Recouvrant 52% de l’espace du territoire du Grand Site, la forêt est une composante majeure du paysage. Dans un contexte de grande incertitude quant à son devenir, les gestionnaires du Grand Site de France se sont mobilisés pour faire du mont Beuvray un laboratoire d’expérimentation en vue d’adapter la gestion forestière au changement climatique, avec une dimension d’intégration des enjeux sociétaux via la facilitation du dialogue territorial, tout en conciliant ces enjeux avec la préservation de la biodiversité.
Une forêt menacée à court terme
L’impact du changement climatique
Sécheresses, parasites... l’impact du changement climatique est dramatique sur les peuplements forestiers de résineux introduits au cours du XXe siècle, comme l’épicéa ou le sapin pectiné, mais aussi sur les peuplements indigènes feuillus marqués par des dépérissements. L’arrivée à maturité de peuplements réguliers de résineux, notamment de douglas, et leur exploitation en coupe rase, qui est une tendance de fond dans le Morvan, couplée au renforcement de la demande de bois sur le marché mondial, contribuent aussi à accélérer le changement de la physionomie du territoire en dégradant sa qualité paysagère, ce qui crée des dissensions de plus en plus fortes entre les acteurs de la filière et les habitants.
Carte donnant un aperçu des types de propriétés forestières sur le territoire. Ces relevés (incomplets) ont été effectués dans le cadre d'une enquête réalisée lors du stage de MG Cailleau en 2017.

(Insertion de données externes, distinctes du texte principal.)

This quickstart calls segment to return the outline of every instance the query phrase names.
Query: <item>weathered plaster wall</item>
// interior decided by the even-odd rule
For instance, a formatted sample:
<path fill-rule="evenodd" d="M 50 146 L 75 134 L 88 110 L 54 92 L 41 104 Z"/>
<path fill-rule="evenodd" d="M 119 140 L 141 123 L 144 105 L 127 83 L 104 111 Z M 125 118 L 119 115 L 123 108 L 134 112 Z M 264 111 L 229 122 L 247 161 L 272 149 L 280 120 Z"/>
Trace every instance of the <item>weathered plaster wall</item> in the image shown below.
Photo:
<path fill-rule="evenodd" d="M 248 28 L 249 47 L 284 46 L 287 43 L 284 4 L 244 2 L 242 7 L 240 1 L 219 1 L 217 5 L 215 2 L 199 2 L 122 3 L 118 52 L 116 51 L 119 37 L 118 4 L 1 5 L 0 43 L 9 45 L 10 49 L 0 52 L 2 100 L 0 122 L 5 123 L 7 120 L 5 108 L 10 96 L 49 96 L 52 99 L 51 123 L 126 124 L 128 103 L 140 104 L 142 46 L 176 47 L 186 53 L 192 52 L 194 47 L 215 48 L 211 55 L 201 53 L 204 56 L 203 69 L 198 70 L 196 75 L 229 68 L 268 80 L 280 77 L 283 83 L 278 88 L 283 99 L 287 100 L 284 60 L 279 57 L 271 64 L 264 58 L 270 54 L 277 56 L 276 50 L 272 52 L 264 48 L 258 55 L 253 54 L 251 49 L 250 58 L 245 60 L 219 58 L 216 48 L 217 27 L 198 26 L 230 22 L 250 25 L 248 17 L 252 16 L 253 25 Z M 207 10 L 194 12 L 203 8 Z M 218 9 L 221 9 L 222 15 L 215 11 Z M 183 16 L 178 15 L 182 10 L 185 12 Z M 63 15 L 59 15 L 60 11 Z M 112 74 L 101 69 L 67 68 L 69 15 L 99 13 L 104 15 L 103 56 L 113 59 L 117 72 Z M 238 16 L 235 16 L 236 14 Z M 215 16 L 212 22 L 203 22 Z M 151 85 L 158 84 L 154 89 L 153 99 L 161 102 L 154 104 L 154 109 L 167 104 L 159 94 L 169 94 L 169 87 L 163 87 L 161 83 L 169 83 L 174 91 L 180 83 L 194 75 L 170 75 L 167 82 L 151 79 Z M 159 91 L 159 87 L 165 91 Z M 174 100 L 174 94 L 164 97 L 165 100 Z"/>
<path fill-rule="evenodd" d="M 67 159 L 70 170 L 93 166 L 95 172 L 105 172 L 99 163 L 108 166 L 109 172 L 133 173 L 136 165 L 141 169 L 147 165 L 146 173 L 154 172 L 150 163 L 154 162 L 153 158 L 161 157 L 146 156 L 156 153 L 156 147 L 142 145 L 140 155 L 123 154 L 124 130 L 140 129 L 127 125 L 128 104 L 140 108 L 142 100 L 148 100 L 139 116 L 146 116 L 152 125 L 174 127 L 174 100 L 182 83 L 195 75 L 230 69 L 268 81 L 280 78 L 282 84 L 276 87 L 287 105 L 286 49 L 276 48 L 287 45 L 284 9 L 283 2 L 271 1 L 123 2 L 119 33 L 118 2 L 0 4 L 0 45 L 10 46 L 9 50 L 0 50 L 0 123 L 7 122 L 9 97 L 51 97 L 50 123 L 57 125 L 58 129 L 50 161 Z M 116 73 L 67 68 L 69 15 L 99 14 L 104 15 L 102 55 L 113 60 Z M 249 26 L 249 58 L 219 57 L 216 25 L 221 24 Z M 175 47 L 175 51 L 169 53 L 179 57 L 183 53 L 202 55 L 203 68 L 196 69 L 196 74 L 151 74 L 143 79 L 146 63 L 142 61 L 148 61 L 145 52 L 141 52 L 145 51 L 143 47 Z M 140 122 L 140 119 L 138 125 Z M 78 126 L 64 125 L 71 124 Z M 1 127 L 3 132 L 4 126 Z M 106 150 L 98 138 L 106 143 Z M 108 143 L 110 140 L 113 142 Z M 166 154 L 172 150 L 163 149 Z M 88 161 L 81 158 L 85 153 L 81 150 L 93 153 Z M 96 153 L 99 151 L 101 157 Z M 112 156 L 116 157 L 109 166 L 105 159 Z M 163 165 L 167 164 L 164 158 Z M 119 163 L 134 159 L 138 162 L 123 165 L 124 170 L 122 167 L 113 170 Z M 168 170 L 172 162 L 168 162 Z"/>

Retour sur les premières expérimentations
Le cas des sites classés
Sur les propriétés publiques situées dans l’emprise des Sites classés du Mont-Beuvray et du Mont-Préneley, le souci d’améliorer la qualité paysagère et la biodiversité tout en préservant la ressource économique dicte les documents de gestion forestière établis par l’ONF. Cela passe notamment par la conversion des peuplements réguliers de résineux apparus depuis le milieu du XXe siècle en peuplements mixtes (résineux / feuillus) et irréguliers.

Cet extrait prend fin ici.